By August 3rd, 2022No Comments
Playing The Percentages: Reusing Test Station Frameworks
In this blog, Novator Solutions CEO, Henrik Ulfhielm shines a light on agile test development and the essential role that WATS plays in helping to drive efficiencies throughout the test phase and answers the question: Why invest in a framework for tests?
Novator Solutions is a Stockholm-based company providing both consulting services and turnkey solutions, including mechanics, assembly, installation, maintenance and support.
With the highest number of Certified LabVIEW Architects in Northern Europe and an agile software programming approach, the pioneering company is building robust and flexible high-end systems for Test and Measurement, Control, Telemetry and Signal Intelligence.
The company has built-in WATS as an integral part of its testing process, which also plays a significant role in helping to drive down costs and boost efficiency.

We don’t have to reinvent the wheel every time

When it comes to effective test and measurement, then an agile approach is key. It boils down to the numbers. Let’s say you have a planned throughput of a thousand circuit boards, some may have different processes. The choice is to create a new test station for each PCB product or to build a comprehensive all functions test rig. In this way the test systems can be modified to cater for the specific requirements of each product, yet retain the key functionality that is common.

That means we don’t have to re-invent the wheel every time. This concept of reusability is a key to efficiency, cost reduction, and speed of tests. Ultimately this leads to a positive impact on the bottom line, saving money for the manufacturer during the all important test phase.

The cumulative cost improvements are based on an upfront investment, with diminishing costs as the process handles different products with some specific requirements. This is best visualised through the difference between a car, bus, and tank. Each will have common transport modes, but then different equipment, navigator, and other functionality built in.

Reusability of software and frameworks allows replication

The first station costs more, then iterative repeats of subsequent test stations become less expensive and produce savings. This notion of reusability of software and frameworks (code and hardware) allows replication, albeit with tweaks, with very low costs.

This approach covers a spectrum of test functionality: test platform error handling, logging activities, and report generation through WATS. There is also the hardware abstraction layer to consider, sets of routines in software that provide programs with access to hardware resources through programming interfaces.
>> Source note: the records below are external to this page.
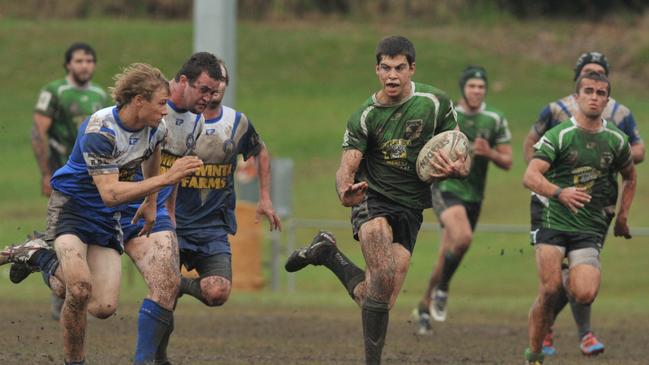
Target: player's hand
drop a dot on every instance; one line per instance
(46, 188)
(147, 211)
(265, 207)
(481, 147)
(447, 168)
(621, 228)
(183, 167)
(353, 194)
(574, 198)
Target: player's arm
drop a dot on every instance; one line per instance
(629, 181)
(637, 152)
(114, 192)
(42, 124)
(148, 209)
(265, 204)
(572, 197)
(349, 193)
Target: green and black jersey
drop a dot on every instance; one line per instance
(486, 123)
(68, 106)
(390, 138)
(587, 160)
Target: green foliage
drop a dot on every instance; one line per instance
(299, 83)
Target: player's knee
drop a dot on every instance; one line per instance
(102, 310)
(216, 295)
(79, 292)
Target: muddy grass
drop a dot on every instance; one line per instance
(243, 334)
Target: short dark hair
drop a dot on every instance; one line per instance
(593, 76)
(591, 57)
(78, 46)
(197, 64)
(393, 46)
(225, 74)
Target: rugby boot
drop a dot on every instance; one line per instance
(422, 315)
(590, 345)
(21, 253)
(310, 254)
(438, 305)
(548, 345)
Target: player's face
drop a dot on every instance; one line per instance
(593, 67)
(152, 111)
(474, 92)
(395, 75)
(592, 97)
(200, 92)
(81, 66)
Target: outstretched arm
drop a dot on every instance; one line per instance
(629, 180)
(349, 193)
(265, 204)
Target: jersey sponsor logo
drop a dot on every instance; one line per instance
(585, 177)
(44, 100)
(395, 152)
(413, 129)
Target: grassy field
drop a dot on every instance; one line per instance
(299, 82)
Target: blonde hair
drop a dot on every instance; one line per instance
(137, 79)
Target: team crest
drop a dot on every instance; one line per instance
(606, 160)
(413, 129)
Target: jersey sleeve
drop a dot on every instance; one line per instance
(355, 136)
(546, 148)
(447, 116)
(47, 102)
(544, 122)
(630, 128)
(97, 148)
(503, 135)
(250, 143)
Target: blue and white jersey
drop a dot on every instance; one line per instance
(206, 200)
(104, 146)
(564, 108)
(183, 129)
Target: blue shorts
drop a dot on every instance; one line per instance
(65, 216)
(204, 243)
(162, 223)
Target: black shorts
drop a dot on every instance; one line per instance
(405, 221)
(444, 199)
(569, 240)
(219, 264)
(536, 221)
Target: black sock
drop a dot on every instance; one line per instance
(193, 288)
(161, 353)
(451, 263)
(560, 303)
(348, 273)
(45, 259)
(581, 312)
(375, 316)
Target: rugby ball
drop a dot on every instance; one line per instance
(454, 143)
This allows a programmer to use OS-level operations (e.g. task creation/deletion) in their programs while retaining portability over a variety of different platforms.

Development costs are significantly lower

Reduced down, most components can be re-used with same code and hardware, but with a new product, this approach just needs a tweak, to accommodate for example, other tests steps or functionality.
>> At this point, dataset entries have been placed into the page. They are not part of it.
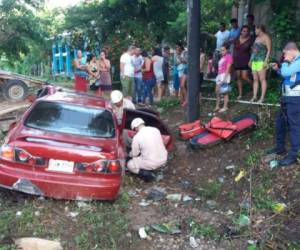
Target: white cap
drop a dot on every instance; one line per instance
(136, 122)
(116, 96)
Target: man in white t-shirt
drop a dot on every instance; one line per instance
(138, 62)
(127, 72)
(148, 151)
(119, 103)
(222, 37)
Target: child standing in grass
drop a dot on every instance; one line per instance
(223, 77)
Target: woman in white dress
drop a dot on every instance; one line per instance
(158, 60)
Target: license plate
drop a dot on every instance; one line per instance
(61, 166)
So, what’s the benefit of doing this?

  • Development costs: significantly lower costs for the next test systems
  • Quality improved because the code and the hardware were already tested (well documented and tested through WATS)
  • You can use the same personnel to maintain all the systems you have (they know the code, it is almost the same code on every system)

The answer is in the numbers, as with many things, if you develop a test system from scratch every time, there’s a hundred percent custom work for each system. Now, since you have this framework, it’s between 5% and about 50% you have to do for each project.

There is always a certain percentage custom but it’s less, and that’s where smart testing makes a big difference.

As a major test house, we just wouldn’t contemplate another way of working!